Nearby, a child peeked out from behind the corner. Another, in blue pyjamas, is hoisted into his father’s arms.

“I brought my two-year-old son to Jenin from Gaza for treatment before October 7,” he said. “It is my bad luck that even here the war follows us. It’s not safe. There are kids running round [the ward] the whole time.”

His little boy was sleeping on the opposite side of the ward from where the three were killed. The parents are not letting their children anywhere near the room where it happened. The site is too gruesome.

On entry, specks of blood dot the floor.

Once inside, the eye is drawn to Bassel’s pillow, which now bears a bloodstain and a hole in the middle.

A copy of the Quran is one metre to the right, on the bedside table.

Bassel was asleep at the time of the attack, hospital staff say, as were his brother and friend.

The rest of the room is less tidy. An easy-wipe hospital sofa and chair are covered in blood which has pooled on the floor and sprayed the roof and walls.

“We have shared rooms on this ward,” one of the nurses says, on the threshold of the carnage. “Imagine if there was another patient sharing? They would have been killed too.”

Hours have passed since the assassination, but staff at the hospital have not started cleaning the room. Uneaten food and sacks of clothes still lie around.

The mother of the Ghazzawi brothers might well have brought them. She left the room just before her sons and their friend were killed, hospital staff say. She was soon back, wailing at the side of her son’s bed and in the corridors of the hospital.

“My children are gone – all gone,” she said. “Thank God, may their hardship be rewarded.”

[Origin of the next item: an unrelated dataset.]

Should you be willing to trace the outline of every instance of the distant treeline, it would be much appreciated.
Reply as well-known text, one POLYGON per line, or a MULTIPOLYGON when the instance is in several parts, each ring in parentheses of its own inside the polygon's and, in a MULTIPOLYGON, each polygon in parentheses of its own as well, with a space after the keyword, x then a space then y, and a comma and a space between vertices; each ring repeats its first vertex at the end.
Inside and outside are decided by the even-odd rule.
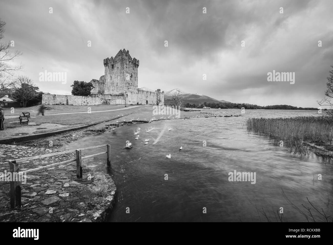
MULTIPOLYGON (((245 109, 266 109, 267 110, 318 110, 318 108, 305 107, 298 107, 288 105, 268 105, 266 106, 261 106, 257 105, 252 105, 249 104, 240 103, 204 103, 201 105, 198 104, 190 104, 187 103, 183 105, 184 107, 187 108, 202 108, 205 106, 211 108, 221 109, 241 109, 244 107, 245 109)), ((327 110, 325 109, 324 110, 327 110)))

In the last conversation that the two nurses had with Bassel, three days before he was killed, the 18-year-old invited them to his house to celebrate the day he would be discharged from the hospital. His mother would cook for her son’s carers.

“His dream was to walk again. Step by step he was getting there. We saw an improvement," one of the nurses said.

“What kind of planning could those three have been doing? What can a guy who can’t move his lower body do? What threat is he to Israel?”